Size-oriented software metrics are derived by normalizing quality and/or productivity measures by considering the size of the software that has been produced. If a software organization maintains simple records, a table of size-oriented measures can be created. The table lists each software development project that has been completed over the past few years and corresponding measures for that project. Referring to the table entry for project alpha: 12,100 lines of code were developed with 24 person-months of effort at a cost of $168,000. It should be noted that the effort and cost recorded in the table represent all software engineering activities (analysis, design, code, and test), not just coding.
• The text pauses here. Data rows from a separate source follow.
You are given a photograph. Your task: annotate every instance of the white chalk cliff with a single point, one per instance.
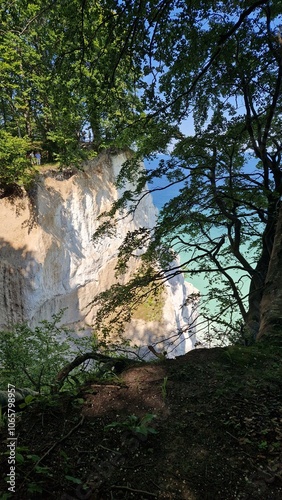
(48, 260)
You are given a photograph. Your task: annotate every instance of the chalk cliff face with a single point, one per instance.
(48, 260)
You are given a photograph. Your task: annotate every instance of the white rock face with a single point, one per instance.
(48, 260)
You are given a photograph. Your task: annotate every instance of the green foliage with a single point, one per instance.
(33, 357)
(164, 388)
(15, 166)
(135, 425)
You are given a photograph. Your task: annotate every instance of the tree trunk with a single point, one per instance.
(271, 303)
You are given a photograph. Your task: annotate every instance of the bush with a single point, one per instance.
(16, 169)
(33, 357)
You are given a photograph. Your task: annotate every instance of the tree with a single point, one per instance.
(56, 83)
(271, 310)
(222, 66)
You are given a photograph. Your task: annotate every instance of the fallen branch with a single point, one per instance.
(62, 375)
(143, 492)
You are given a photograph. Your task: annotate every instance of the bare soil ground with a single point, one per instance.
(216, 433)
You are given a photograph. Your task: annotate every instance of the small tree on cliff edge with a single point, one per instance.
(220, 65)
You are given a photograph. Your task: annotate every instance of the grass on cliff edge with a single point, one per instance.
(218, 422)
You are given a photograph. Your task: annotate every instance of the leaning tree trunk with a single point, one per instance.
(271, 303)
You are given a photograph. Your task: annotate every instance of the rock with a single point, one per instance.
(48, 260)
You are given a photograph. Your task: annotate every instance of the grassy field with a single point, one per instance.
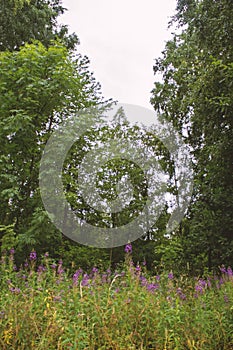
(43, 306)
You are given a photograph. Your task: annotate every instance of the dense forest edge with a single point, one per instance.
(162, 291)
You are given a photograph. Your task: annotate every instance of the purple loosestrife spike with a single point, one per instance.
(170, 276)
(128, 248)
(33, 256)
(223, 269)
(152, 286)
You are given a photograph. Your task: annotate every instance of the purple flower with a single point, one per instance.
(170, 276)
(143, 281)
(128, 248)
(41, 268)
(33, 256)
(76, 276)
(199, 289)
(152, 286)
(202, 283)
(85, 280)
(223, 269)
(181, 294)
(57, 298)
(104, 278)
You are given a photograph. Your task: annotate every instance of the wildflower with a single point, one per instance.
(198, 289)
(180, 294)
(94, 270)
(60, 269)
(223, 269)
(41, 268)
(143, 281)
(202, 283)
(85, 280)
(170, 276)
(128, 248)
(76, 276)
(33, 256)
(104, 278)
(57, 298)
(12, 251)
(152, 286)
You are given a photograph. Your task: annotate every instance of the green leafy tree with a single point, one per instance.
(196, 95)
(39, 88)
(22, 21)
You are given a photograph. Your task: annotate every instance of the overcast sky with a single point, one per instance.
(121, 38)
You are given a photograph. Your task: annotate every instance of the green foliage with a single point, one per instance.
(39, 88)
(22, 21)
(196, 95)
(124, 309)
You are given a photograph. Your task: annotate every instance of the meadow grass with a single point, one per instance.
(43, 306)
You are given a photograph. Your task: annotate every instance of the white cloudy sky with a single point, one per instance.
(121, 39)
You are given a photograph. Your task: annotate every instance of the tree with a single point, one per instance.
(196, 95)
(22, 21)
(39, 88)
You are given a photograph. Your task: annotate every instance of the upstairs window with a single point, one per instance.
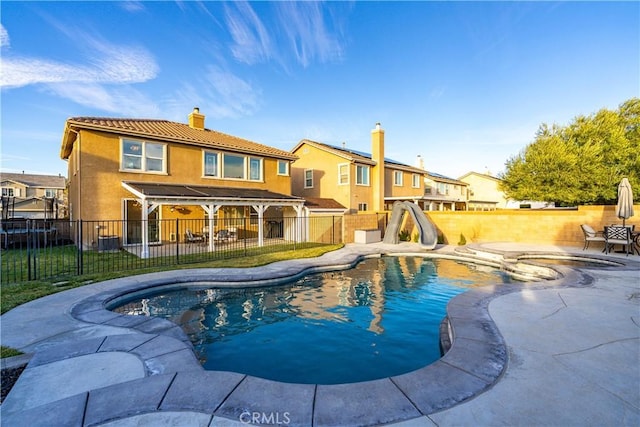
(142, 156)
(283, 167)
(343, 174)
(308, 178)
(255, 169)
(415, 180)
(397, 178)
(233, 166)
(211, 164)
(362, 175)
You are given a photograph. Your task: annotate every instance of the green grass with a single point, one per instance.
(9, 352)
(20, 292)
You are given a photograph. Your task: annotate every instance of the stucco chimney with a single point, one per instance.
(196, 120)
(377, 171)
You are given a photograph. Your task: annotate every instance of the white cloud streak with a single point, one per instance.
(309, 36)
(132, 6)
(106, 63)
(221, 94)
(251, 42)
(121, 100)
(300, 29)
(4, 37)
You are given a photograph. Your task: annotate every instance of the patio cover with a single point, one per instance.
(151, 195)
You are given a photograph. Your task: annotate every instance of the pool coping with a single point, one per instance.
(175, 381)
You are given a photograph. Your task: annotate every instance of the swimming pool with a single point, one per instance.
(376, 320)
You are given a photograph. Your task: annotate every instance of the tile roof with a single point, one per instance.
(33, 180)
(165, 130)
(152, 189)
(322, 203)
(437, 177)
(360, 156)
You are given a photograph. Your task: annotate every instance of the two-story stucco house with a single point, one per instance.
(33, 196)
(356, 180)
(141, 171)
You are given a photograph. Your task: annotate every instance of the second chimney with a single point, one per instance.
(196, 120)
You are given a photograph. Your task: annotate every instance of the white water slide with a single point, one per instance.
(426, 229)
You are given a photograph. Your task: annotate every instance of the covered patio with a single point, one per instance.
(153, 196)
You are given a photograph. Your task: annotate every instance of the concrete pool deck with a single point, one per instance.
(556, 352)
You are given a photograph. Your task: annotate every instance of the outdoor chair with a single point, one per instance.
(590, 235)
(221, 236)
(618, 235)
(189, 237)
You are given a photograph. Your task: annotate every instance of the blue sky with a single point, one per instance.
(463, 84)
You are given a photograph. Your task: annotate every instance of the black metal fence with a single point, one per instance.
(44, 249)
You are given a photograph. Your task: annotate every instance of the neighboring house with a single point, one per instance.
(442, 193)
(356, 180)
(485, 194)
(33, 196)
(152, 170)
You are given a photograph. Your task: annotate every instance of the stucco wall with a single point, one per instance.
(547, 227)
(544, 227)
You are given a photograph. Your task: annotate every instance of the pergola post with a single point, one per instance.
(299, 215)
(211, 210)
(145, 229)
(260, 210)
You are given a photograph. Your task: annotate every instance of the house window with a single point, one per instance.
(143, 156)
(343, 173)
(397, 178)
(362, 175)
(255, 169)
(283, 167)
(308, 178)
(233, 166)
(415, 180)
(210, 164)
(443, 188)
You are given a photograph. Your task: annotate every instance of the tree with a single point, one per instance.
(581, 163)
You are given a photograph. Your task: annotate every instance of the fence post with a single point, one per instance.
(177, 241)
(245, 236)
(28, 225)
(79, 267)
(333, 229)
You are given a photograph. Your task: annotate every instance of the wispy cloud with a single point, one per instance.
(309, 34)
(121, 100)
(104, 63)
(219, 93)
(132, 6)
(251, 42)
(305, 31)
(4, 36)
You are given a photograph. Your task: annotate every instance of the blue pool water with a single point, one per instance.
(376, 320)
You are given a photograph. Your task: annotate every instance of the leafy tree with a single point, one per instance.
(581, 163)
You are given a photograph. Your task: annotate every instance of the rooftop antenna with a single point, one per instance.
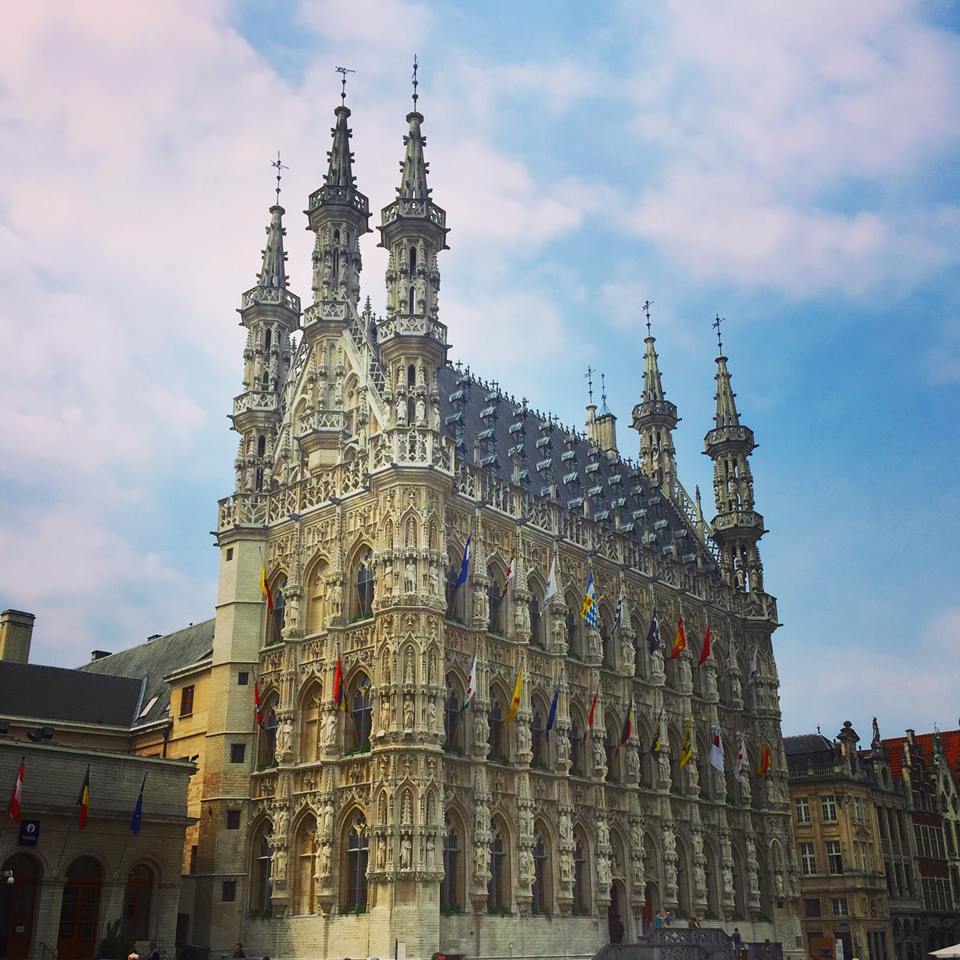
(278, 166)
(716, 325)
(343, 71)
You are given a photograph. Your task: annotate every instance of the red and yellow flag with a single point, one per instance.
(515, 702)
(764, 765)
(84, 800)
(679, 639)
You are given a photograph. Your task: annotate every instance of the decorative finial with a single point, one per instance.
(716, 325)
(343, 71)
(278, 166)
(646, 309)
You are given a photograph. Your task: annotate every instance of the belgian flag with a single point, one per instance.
(83, 800)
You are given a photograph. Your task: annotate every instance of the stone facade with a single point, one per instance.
(366, 465)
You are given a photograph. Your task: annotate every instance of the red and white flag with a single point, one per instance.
(14, 808)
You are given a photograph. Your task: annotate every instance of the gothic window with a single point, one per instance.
(312, 719)
(364, 587)
(498, 747)
(136, 902)
(538, 738)
(542, 899)
(357, 738)
(498, 889)
(303, 891)
(353, 897)
(581, 875)
(536, 622)
(451, 887)
(453, 718)
(261, 884)
(267, 736)
(496, 604)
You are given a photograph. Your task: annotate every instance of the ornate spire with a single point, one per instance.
(726, 407)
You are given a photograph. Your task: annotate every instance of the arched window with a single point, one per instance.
(364, 585)
(578, 749)
(261, 882)
(498, 746)
(136, 902)
(304, 852)
(538, 737)
(312, 718)
(451, 887)
(542, 893)
(498, 889)
(354, 886)
(536, 622)
(495, 598)
(581, 875)
(360, 707)
(453, 718)
(267, 737)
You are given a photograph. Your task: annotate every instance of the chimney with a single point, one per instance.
(16, 631)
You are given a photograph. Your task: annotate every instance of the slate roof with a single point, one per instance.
(154, 660)
(808, 748)
(493, 431)
(949, 739)
(56, 693)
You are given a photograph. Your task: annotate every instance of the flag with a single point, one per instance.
(743, 764)
(764, 765)
(265, 587)
(339, 695)
(679, 639)
(627, 725)
(653, 633)
(137, 819)
(464, 566)
(14, 806)
(257, 704)
(515, 702)
(686, 748)
(84, 800)
(471, 684)
(705, 649)
(552, 715)
(588, 609)
(593, 710)
(551, 584)
(716, 750)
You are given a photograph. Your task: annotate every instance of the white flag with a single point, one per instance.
(716, 750)
(471, 684)
(551, 584)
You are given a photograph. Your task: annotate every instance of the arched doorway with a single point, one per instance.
(615, 926)
(18, 905)
(80, 910)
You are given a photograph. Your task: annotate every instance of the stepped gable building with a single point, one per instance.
(366, 464)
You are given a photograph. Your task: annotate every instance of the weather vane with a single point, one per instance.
(278, 166)
(343, 71)
(716, 325)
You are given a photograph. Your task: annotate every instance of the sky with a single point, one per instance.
(794, 168)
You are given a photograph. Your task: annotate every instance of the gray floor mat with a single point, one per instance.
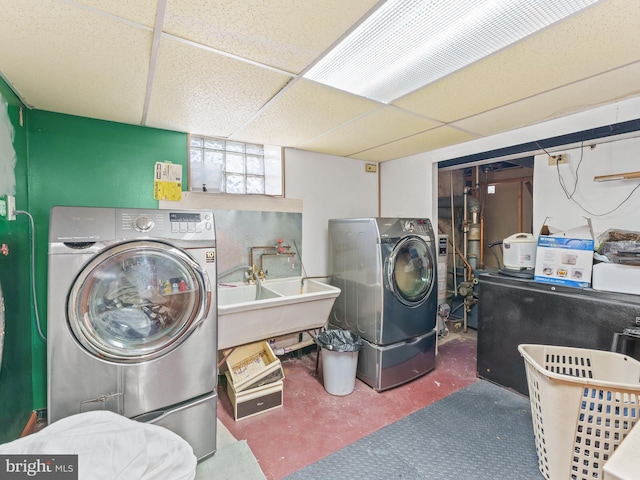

Further information for project alpha indicates that 365 pages of documentation were developed, 134 errors were recorded before the software was released, and 29 defects were encountered after release to the customer within the first year of operation.




Three people worked on the development of software for project alpha. In order to develop metrics that can be assimilated with similar metrics from other projects, we choose lines of code as our normalization value. From the rudimentary data contained in the table, a set of simple size-oriented metrics can be developed for each project:

Errors per KLOC (thousand lines of code).
Defects per KLOC.
$ per LOC.
Page of documentation per KLOC.

In addition, other interesting metrics can be computed:
Errors per person-month.
LOC per person-month.
$ per page of documentation.

Size-oriented metrics are not universally accepted as the best way to measure the process of software development. Most of the controversy swirls around the use of lines of code as a key measure. Proponents of the LOC measure claim that LOC is an "artifact" of all software development projects that can be easily counted, that many existing software estimation models use LOC or KLOC as a key input, and that a large body of literature and data predicated on LOC already exists. On the other hand, opponents argue that LOC measures are programming language dependent, that they penalize well-designed but shorter programs, that they cannot easily accommodate nonprocedural languages, and that their use in estimation requires a level of detail that may be difficult to achieve (i.e., the planner must estimate the LOC to be produced long before analysis and design have been completed).